The scientists then repopulated that framework with human cells for the blood vessel linings, and kidney cells from newborn rats. The reassembled organ was then put in an incubating chamber for five days to let the tissues grow. The result was a functioning rat kidney. Although the regenerated rat kidney in Ott's study produced urine, it did not function as well as a natural organ. It’s possible, says Stephen Badylak, that patients needing transplants could have their own dysfunctional organs regenerated in the same way. Badylak says they would not have to take immunosuppressant drugs, with all their unpleasant side effects, to keep their bodies from rejecting a donor organ. At the rate the field is progressing, Badylak predicts organ regeneration could become a real option for human transplant patients in five to seven years. But he's concerned about major regulatory hurdles. “We are going to be ready to help people with this before we are going to have regulatory agencies telling us 'wait until we figure out how to handle it.' This should be a wake up call for them to say, ‘This is coming," he said. "How are we going to take care of this?'”
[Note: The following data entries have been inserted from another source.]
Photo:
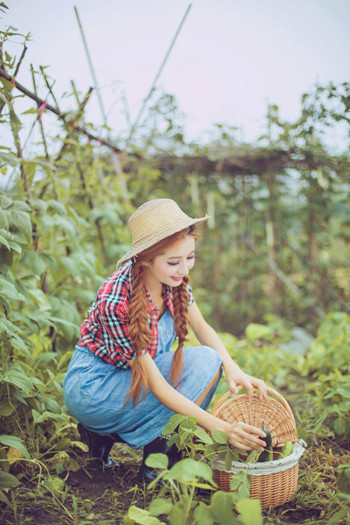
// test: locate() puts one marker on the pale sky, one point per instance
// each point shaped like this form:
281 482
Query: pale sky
232 57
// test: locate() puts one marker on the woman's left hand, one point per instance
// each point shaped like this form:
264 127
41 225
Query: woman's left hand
238 377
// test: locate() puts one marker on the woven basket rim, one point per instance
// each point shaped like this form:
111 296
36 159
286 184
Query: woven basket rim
265 468
273 412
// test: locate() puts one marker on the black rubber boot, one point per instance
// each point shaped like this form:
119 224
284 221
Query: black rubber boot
99 446
158 445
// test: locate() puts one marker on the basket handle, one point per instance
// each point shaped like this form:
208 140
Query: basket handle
269 390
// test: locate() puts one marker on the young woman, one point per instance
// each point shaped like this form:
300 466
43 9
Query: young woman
123 383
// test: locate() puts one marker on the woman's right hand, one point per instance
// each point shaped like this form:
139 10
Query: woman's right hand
244 436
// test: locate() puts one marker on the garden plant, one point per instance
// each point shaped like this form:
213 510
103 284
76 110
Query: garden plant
275 283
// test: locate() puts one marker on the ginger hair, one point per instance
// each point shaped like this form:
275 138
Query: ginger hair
139 331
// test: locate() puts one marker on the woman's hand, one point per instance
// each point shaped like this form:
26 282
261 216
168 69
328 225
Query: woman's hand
244 436
235 377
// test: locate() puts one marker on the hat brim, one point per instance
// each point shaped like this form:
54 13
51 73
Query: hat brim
147 243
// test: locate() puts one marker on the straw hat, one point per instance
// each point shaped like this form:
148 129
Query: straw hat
154 221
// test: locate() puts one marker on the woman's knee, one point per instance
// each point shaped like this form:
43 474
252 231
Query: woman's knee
208 358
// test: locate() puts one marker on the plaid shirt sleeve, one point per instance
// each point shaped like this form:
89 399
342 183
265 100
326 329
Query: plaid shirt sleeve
105 331
190 294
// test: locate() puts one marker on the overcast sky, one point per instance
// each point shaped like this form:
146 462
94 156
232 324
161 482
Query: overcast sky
232 57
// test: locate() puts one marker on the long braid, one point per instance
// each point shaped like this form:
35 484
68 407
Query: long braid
180 301
140 333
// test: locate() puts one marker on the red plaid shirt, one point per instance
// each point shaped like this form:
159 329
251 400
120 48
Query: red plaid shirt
105 330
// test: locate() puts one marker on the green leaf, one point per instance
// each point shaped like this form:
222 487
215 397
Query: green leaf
142 517
21 221
173 423
202 514
4 242
57 206
219 437
157 461
258 331
189 470
340 426
177 515
250 511
9 290
34 261
160 506
4 222
228 460
14 442
9 159
8 481
19 379
203 436
222 508
6 408
240 484
3 498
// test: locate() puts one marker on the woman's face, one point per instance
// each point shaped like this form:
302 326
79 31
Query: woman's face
171 266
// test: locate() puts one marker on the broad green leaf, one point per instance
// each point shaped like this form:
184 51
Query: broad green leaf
4 242
160 506
7 480
250 511
203 515
6 408
5 201
203 436
142 517
34 261
57 206
177 515
14 442
257 331
21 221
9 290
189 470
240 484
157 461
173 423
19 379
222 507
219 437
3 498
4 222
340 426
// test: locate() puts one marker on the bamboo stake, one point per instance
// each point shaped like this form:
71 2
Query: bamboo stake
61 116
115 158
41 126
154 83
49 87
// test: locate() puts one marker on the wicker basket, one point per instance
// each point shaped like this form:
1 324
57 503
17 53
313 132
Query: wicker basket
273 482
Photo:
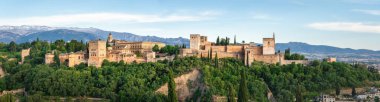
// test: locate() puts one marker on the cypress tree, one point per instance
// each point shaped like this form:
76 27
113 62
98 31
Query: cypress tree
299 97
56 59
217 41
353 92
231 93
216 60
243 90
235 39
171 88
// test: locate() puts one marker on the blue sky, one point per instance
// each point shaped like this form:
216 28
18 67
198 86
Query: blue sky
342 23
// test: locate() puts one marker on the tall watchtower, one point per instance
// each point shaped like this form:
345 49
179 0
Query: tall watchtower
195 41
109 39
269 45
97 53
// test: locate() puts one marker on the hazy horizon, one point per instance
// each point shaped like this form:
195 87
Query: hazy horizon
341 23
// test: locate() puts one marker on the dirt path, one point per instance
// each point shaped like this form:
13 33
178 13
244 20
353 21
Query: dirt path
182 85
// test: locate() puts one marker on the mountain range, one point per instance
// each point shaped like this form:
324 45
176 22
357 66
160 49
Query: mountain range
27 33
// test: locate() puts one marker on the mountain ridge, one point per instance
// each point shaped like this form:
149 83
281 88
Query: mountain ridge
29 33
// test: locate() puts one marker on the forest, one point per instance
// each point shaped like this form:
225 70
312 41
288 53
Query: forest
137 82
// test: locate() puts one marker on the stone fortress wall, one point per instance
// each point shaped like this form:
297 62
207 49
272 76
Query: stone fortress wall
111 50
200 47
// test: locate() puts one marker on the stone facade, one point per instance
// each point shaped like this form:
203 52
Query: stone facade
71 59
200 47
24 53
117 50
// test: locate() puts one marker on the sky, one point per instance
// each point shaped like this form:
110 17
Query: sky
341 23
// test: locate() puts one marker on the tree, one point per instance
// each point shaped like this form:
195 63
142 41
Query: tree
216 60
231 93
287 53
353 92
235 39
171 88
156 48
57 62
299 97
8 98
243 90
377 99
12 47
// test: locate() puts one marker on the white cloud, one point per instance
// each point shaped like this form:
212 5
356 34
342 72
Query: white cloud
371 12
99 18
263 17
347 26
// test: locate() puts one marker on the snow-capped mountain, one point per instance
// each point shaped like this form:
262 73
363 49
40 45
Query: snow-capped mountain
27 29
26 33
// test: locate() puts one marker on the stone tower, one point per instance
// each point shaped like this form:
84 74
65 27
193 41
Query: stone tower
269 46
109 39
97 53
195 41
24 53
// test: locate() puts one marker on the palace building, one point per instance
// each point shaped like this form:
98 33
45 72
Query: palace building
201 47
111 50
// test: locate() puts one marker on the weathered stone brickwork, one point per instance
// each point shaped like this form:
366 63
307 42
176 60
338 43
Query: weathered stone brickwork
248 53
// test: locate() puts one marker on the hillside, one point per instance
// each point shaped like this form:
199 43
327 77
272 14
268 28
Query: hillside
28 33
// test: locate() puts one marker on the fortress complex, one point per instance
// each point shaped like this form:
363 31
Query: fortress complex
201 47
111 50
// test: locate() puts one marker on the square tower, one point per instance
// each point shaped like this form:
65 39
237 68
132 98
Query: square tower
97 53
269 46
195 41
Curt Civin leads the Stem Cell Biology and Regenerative Medicine Center at the University of Maryland School of Medicine in Baltimore. He says hematopoietic stem cells, or master cells from bone marrow, have been studied longer than any other tissue. Civin says the blood stem cells from marrow are at the heart of regenerative medicine because they animate the organ scaffold, making it function. But Civin believes the complexity of the field means it will be a while before entire customized organs, such as kidneys, are available for human transplant. “So I think this problem will yield - in perhaps one decade, perhaps two decades - to where we have lots of rats and mice and other animals with transplanted kidneys made from stem cells, maybe by techniques very much like this, and then we’re at the setting to study in the [human] patients," said Civin.

The U.S. Food and Drug Administration, which has regulatory authority over any new drugs, medical devices and procedures, did not offer a comment. The agency has strict guidelines requiring data from clinical trials before deciding whether to approve a procedure - a process that can take years. But the FDA also has a fast-track approval process to expedite the review of drugs or in this case, the regeneration of organs for transplantation, when there is a serious, unmet medical need. An article on the creation of a functioning rat kidney by Harald Ott and colleagues is published in the journal Nature Medicine.